The report from European NGO's, the Rethink Plastic Alliance, found that a “large majority” of EU countries were on track to implement the union’s directive banning the top 15 most polluting single-use plastics.
Scotland has introduced legislation and Wales is in the process, but England still has no draft legislation in the works on banning single-use plastics.
The ‘Single Use Plastics Directive Implementation Assessment Report’ said the directive was, “unprecedented, and has enabled European countries to take a significant step in the fight against plastic pollution with a united front.
“It has also generated awareness of the plastic pollution issue across the globe and inspired non-EU countries in developing their own measures eg. India, Canada, Chile, Japan.”
The initiative has also highlighted over 150 best practice solutions that can be used to phase out single-use plastics, displayed on the Seas at Risk website.
Last month, Wales revealed plans for legislation that would make it an offence to supply some of the most polluting disposable single-use plastic products, and claims the list of products it is banning is the most “comprehensive” in the UK.
The single-use plastic products it plans to ban include: cutlery, plates, stirrers, drinking straws (with exemption for health needs), plastic stemmed cotton buds, balloon sticks, expanded and foamed extruded polystyrene fast-food containers, expanded and foamed extruded polystyrene cups, polystyrene lids for all cups and fast-food containers, thin plastic single-use carrier bags, all products made of oxo-degradable plastic.
“With a team Wales effort, we have to say no to the single-use item culture, so we avoid leaving a toxic legacy of plastic for future generations to deal with.”
Julie James, Welsh Minister for Climate Change said: “This is a big moment in our journey towards a plastic-free Wales. Single-use plastic products are often seen littered in our streets, parks and seas. Not only are they unsightly, but they have a devastating impact on our wildlife and environment.
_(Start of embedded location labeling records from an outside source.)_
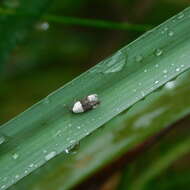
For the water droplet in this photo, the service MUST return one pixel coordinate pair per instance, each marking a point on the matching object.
(73, 148)
(16, 176)
(156, 82)
(142, 93)
(43, 26)
(170, 84)
(15, 156)
(25, 171)
(158, 52)
(145, 70)
(156, 65)
(138, 58)
(31, 165)
(3, 186)
(2, 139)
(170, 33)
(46, 100)
(180, 16)
(44, 151)
(50, 155)
(58, 133)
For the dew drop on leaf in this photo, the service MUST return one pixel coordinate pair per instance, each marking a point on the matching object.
(50, 155)
(158, 52)
(2, 139)
(15, 156)
(73, 148)
(138, 58)
(180, 16)
(170, 85)
(170, 33)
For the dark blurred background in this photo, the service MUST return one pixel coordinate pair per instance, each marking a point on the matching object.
(52, 54)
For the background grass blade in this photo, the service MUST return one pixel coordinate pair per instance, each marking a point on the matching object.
(81, 21)
(48, 128)
(13, 29)
(157, 111)
(162, 170)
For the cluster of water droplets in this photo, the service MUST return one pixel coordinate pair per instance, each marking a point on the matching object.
(2, 139)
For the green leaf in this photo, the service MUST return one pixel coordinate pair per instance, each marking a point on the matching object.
(49, 128)
(161, 166)
(13, 28)
(157, 111)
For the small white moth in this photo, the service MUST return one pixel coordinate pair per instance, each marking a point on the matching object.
(88, 103)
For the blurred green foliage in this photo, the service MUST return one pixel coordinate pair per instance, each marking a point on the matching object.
(52, 54)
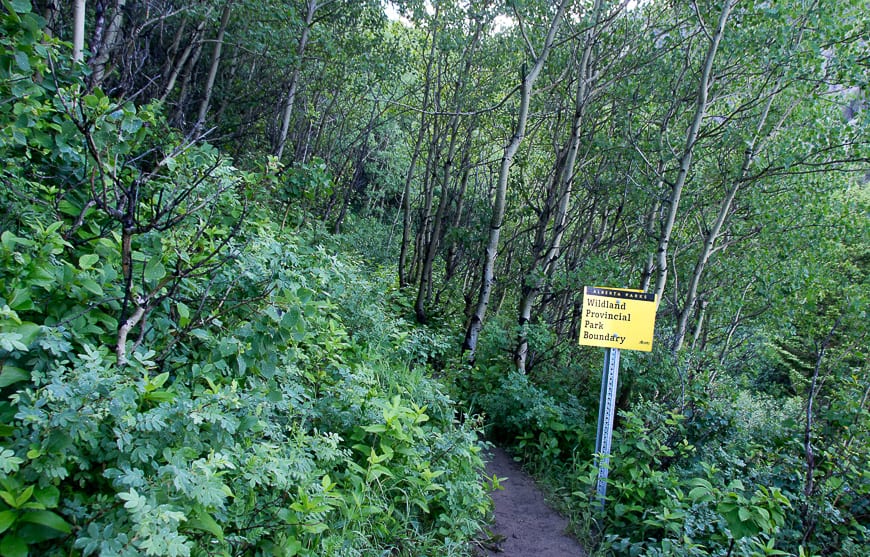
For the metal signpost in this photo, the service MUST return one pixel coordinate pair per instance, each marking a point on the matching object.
(614, 318)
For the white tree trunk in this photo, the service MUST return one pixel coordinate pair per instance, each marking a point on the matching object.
(686, 159)
(79, 31)
(498, 208)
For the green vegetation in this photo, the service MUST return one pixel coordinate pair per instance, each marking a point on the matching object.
(270, 271)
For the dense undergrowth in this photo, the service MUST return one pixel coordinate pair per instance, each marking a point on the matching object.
(705, 460)
(186, 369)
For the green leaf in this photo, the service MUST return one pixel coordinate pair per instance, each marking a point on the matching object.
(183, 313)
(205, 522)
(7, 519)
(87, 261)
(11, 375)
(154, 270)
(48, 519)
(22, 61)
(21, 300)
(13, 546)
(91, 286)
(21, 6)
(23, 497)
(48, 496)
(700, 494)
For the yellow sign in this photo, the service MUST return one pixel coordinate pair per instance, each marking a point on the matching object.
(618, 318)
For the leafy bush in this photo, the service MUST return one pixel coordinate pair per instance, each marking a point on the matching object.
(178, 377)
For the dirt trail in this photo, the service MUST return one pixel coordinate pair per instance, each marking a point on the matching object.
(524, 525)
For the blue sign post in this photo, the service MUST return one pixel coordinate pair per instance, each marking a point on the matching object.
(606, 412)
(614, 318)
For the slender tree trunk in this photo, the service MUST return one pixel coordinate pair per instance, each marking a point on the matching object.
(294, 79)
(686, 159)
(409, 176)
(544, 257)
(51, 13)
(431, 246)
(215, 64)
(104, 49)
(79, 31)
(809, 521)
(498, 207)
(715, 230)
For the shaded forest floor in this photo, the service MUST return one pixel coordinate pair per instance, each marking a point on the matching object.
(524, 525)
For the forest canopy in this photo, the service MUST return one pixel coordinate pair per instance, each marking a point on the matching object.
(271, 272)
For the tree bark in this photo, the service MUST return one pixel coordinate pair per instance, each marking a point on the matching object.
(107, 44)
(686, 159)
(294, 79)
(79, 31)
(498, 208)
(212, 72)
(544, 257)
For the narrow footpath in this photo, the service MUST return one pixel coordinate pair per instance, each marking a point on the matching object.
(524, 525)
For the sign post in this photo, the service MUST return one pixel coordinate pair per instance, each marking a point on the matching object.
(614, 318)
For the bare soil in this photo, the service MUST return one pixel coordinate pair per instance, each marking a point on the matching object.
(524, 525)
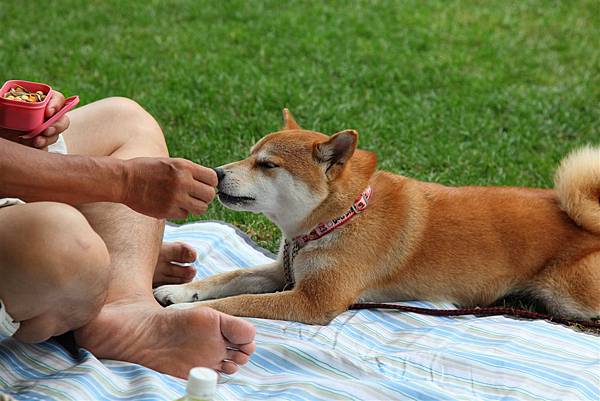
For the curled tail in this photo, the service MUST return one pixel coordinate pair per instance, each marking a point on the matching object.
(577, 183)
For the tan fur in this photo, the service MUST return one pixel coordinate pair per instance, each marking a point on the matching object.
(416, 240)
(577, 183)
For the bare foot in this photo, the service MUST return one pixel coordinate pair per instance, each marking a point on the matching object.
(168, 340)
(168, 273)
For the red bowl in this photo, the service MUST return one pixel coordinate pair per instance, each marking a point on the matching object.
(23, 116)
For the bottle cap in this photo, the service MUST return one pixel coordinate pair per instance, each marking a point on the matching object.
(202, 383)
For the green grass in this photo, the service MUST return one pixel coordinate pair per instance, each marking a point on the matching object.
(456, 92)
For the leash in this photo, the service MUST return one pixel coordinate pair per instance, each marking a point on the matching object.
(487, 311)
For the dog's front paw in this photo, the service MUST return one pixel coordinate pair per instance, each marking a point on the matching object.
(174, 294)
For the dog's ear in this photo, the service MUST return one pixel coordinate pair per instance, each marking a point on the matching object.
(288, 121)
(336, 151)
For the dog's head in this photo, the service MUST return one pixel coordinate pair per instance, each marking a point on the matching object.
(291, 172)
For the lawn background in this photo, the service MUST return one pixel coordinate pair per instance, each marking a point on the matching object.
(456, 92)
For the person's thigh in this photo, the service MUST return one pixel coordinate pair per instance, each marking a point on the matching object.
(114, 127)
(53, 268)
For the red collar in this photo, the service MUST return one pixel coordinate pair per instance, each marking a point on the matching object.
(323, 229)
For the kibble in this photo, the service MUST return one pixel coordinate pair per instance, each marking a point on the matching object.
(21, 94)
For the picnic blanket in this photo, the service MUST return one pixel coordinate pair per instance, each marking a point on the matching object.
(361, 355)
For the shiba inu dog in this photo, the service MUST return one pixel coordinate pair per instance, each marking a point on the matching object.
(355, 234)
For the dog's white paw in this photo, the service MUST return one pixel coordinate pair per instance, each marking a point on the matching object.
(174, 294)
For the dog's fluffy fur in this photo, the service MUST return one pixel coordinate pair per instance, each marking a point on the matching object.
(416, 240)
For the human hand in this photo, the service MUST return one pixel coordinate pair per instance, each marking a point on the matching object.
(168, 188)
(50, 135)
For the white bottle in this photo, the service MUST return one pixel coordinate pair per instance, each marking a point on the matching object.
(202, 385)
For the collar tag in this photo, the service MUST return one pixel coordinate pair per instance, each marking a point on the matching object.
(359, 205)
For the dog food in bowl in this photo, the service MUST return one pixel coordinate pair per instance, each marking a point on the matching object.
(21, 94)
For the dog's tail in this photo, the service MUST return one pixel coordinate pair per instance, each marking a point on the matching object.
(577, 183)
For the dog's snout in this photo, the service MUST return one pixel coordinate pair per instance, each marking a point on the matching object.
(220, 173)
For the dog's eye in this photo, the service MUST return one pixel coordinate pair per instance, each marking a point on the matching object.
(265, 164)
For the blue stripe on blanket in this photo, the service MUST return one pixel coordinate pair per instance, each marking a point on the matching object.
(362, 355)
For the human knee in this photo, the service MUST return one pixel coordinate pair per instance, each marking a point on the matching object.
(75, 255)
(140, 124)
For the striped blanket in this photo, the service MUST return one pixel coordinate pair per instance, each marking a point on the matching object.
(361, 355)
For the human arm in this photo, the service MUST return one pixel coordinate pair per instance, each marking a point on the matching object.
(158, 187)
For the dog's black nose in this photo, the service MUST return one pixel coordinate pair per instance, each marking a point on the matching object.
(220, 173)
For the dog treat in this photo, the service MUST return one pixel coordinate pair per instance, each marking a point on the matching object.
(21, 94)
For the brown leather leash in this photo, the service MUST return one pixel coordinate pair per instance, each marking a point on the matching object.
(487, 311)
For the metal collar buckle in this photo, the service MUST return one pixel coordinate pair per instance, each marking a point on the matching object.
(360, 204)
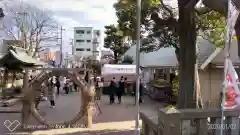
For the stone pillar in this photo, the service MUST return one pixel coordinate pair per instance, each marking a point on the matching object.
(26, 102)
(167, 72)
(89, 102)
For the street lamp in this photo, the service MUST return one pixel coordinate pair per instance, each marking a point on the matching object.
(138, 65)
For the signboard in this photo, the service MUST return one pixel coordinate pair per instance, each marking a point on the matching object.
(118, 69)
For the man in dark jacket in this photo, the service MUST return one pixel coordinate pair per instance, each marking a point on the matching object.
(112, 90)
(120, 90)
(58, 84)
(140, 92)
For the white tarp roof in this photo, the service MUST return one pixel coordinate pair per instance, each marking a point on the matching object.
(118, 69)
(164, 57)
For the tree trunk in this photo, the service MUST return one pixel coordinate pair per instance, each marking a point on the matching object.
(187, 36)
(115, 57)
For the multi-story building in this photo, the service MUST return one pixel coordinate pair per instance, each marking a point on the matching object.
(86, 42)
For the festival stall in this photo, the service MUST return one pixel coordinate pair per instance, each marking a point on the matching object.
(110, 71)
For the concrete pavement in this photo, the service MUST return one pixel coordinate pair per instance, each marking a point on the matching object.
(113, 117)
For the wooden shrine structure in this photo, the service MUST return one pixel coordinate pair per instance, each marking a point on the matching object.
(18, 60)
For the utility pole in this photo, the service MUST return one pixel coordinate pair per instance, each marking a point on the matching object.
(138, 37)
(22, 28)
(61, 45)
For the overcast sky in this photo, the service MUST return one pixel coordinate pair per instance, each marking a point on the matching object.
(72, 13)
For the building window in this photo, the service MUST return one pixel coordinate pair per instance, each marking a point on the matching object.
(79, 41)
(88, 32)
(79, 49)
(80, 31)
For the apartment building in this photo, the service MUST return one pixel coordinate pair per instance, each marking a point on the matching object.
(86, 43)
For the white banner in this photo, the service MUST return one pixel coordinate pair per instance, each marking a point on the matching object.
(231, 87)
(118, 69)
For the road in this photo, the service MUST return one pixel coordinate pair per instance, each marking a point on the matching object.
(67, 106)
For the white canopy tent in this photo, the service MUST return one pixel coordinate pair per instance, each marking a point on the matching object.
(164, 57)
(109, 69)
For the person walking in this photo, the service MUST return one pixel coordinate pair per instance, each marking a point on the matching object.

“With a team Wales effort, we have to say no to the single-use item culture, so we avoid leaving a toxic legacy of plastic for future generations to deal with.
“By thinking differently, making lifestyle changes and choosing re-usable products, we can save money and help fight the devastating impacts of climate change.”
Scotland’s ban on single use plastics came into force in June this year and includes cutlery (forks, knives, spoons, chopsticks and other similar utensils), plates, beverage stirrers, food containers made of expanded polystyrene, cups and lids made of expanded polystyrene, as well as straws and balloon sticks (with health exemptions).
However, while England ran a consultation on banning single-use plastics a year ago, no further progress has been made.